The heartbreaking tale of an heroic girl living through a horrifying experience in New York.
The scary story of trolls meeting evil gnomes in a nice land broken by unusual magical events.
The terrifying story of trolls meeting demonic gnomes in a wonderful land shattered by exceptional magical events.
A good-looking young couple from Oregon broken apart by evil deeds in this sexy crime thriller
A gorgeous young couple from Oregon ripped apart by heinous deeds in this erotic crime thriller
4. It’s All About You
Issue: Have you published a book about your own life? Is your memoir about what you did in your incredibly interesting career? Do you talk about members of your family and friends in anecdotes?
Solution: You may have a touch of the mememe’s. As self-publishing becomes more popular, it’s easy to think in old age that you’d better get your life down on paper for the masses. Unfortunately, unless you are someone with a remarkable story to tell, such as Olympian-turned aircrash survivor-turned Japanese POW Louis Zamperini (Unbroken), there is little about your life that’s going to entertain on a big scale (even Zamperini wasn’t vain enough to think he could write the book himself – Laura Hillenbrand did it for him). Best let this die down quietly, and let friends and family buy the copies they fancy.

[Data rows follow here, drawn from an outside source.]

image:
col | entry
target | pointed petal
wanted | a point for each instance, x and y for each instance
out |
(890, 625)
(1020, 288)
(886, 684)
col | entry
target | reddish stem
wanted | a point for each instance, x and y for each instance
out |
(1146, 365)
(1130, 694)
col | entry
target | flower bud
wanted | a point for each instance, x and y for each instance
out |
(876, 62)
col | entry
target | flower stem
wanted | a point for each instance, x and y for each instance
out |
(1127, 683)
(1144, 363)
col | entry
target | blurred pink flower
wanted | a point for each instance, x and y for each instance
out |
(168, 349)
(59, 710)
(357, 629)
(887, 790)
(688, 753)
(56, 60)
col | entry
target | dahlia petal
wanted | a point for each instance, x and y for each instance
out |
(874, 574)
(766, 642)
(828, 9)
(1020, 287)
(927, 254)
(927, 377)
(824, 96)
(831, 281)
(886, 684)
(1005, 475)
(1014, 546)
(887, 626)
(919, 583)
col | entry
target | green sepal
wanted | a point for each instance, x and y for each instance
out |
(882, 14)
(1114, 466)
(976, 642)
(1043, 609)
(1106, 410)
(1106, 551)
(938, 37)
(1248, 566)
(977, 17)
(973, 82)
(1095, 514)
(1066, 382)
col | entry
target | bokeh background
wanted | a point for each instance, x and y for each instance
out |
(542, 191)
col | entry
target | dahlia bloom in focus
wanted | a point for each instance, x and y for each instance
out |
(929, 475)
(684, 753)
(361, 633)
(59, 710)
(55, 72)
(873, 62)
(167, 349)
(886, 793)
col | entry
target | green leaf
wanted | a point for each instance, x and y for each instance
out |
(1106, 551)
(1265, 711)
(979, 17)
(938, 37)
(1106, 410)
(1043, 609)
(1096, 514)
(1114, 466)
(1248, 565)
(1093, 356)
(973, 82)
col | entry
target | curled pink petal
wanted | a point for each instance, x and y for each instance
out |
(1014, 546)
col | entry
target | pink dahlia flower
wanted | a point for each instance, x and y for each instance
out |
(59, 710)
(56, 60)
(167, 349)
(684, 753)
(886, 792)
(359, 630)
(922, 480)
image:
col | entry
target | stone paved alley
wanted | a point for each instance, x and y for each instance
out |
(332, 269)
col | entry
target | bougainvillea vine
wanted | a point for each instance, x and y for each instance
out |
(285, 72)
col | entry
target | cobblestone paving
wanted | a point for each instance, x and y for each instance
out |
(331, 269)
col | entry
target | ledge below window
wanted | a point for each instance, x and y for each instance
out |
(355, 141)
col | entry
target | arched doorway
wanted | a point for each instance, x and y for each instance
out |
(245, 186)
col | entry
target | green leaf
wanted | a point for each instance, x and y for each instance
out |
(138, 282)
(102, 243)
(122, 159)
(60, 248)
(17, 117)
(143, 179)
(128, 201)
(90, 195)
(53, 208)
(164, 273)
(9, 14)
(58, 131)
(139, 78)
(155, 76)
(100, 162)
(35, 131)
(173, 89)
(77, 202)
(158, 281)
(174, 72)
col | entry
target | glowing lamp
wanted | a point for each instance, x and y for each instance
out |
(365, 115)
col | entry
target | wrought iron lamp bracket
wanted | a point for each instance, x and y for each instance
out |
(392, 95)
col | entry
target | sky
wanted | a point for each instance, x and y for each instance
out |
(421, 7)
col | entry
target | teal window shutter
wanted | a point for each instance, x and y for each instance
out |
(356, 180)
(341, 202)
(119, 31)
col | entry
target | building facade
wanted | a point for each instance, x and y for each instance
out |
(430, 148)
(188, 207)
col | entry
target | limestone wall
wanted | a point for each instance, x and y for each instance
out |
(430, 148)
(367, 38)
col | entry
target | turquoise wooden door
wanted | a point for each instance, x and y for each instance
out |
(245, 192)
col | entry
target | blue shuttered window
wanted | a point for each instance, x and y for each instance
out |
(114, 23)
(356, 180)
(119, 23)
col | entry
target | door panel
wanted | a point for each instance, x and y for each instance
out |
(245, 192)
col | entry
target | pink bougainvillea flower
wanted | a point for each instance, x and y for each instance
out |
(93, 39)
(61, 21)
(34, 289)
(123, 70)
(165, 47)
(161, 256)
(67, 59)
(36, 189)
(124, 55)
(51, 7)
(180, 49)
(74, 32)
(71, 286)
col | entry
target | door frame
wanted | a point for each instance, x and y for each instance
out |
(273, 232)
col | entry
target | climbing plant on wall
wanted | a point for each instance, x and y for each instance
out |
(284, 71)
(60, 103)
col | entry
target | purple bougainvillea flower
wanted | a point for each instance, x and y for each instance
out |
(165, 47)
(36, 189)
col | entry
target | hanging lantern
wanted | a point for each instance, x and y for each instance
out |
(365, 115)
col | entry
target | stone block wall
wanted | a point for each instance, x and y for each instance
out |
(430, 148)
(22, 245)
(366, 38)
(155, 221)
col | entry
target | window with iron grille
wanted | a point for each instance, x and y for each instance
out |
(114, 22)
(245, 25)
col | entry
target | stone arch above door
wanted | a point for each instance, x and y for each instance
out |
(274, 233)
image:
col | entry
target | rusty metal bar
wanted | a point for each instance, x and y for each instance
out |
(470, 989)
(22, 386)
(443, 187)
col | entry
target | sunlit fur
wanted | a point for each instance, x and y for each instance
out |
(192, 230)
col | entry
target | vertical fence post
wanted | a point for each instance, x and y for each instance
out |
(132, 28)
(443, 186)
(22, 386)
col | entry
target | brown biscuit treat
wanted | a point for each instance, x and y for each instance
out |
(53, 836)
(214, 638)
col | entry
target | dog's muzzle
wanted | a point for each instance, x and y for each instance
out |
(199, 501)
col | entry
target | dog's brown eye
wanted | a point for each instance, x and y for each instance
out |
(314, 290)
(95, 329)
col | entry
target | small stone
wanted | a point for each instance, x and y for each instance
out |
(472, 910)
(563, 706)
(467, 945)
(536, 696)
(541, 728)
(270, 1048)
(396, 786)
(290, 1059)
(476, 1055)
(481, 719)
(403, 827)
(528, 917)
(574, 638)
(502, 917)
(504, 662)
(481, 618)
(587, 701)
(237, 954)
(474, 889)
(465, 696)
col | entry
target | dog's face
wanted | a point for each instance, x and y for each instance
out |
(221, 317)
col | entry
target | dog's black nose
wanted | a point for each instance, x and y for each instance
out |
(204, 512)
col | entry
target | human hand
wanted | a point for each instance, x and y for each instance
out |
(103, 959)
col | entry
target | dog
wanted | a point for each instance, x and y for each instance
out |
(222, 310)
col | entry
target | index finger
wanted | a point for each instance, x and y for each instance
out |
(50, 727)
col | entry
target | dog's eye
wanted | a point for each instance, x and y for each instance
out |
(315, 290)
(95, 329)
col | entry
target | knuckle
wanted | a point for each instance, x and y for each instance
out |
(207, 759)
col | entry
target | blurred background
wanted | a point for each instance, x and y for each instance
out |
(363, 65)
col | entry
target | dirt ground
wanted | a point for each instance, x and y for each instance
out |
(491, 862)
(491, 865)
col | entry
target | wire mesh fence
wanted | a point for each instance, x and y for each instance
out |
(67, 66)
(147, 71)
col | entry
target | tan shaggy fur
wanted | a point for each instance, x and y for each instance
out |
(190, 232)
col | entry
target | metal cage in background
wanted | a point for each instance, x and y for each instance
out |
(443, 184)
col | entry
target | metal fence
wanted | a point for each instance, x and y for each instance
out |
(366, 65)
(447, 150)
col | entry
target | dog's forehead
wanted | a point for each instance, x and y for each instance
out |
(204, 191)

5. Your book is offensive to others
Issue: Is your book about subjects that turn people off? Rape, animals being hurt, children being hurt, hate crimes won’t sell well if you dont have a solid angle to write about them. If you are writing fiction, why have you decided to go down these routes? Most books about abused women or children are by the victims themselves, and yet many people latch onto the idea of writing these subjects because they see them sell well and get interested in the violence angle. Perhaps you’ve written about Islam, Israel, or have Nazis in your book. Have you written a racist character? Why did you pick this topic? Are you qualified to be writing about these sensitive areas? You may find them interesting, but you will note that most books written on subjects like this that do well are written by survivors or experts.
Solution: There might be nowhere to go with this. If you’ve made the error of naively writing about a sensitive topic, you may have to move on to a new book, and it may be advisable to do so.
6. Your book just isn’t good enough
Issue: Maybe, when all is said and done, the book just doesn’t cut it. Self-publishing means you get to publish whatever you want to publish, but without a gatekeeper such as a publisher to give an honest opinion, the downside is you may not have managed to write a good book.
Solution: Get an editorial review, such as the package we offer at SPR. Not only is an editor able to give you a proper, professional opinion but you’ll get info on viability to market and readability scores etc. so you can go away and work further on your book to get it to a higher standard for market.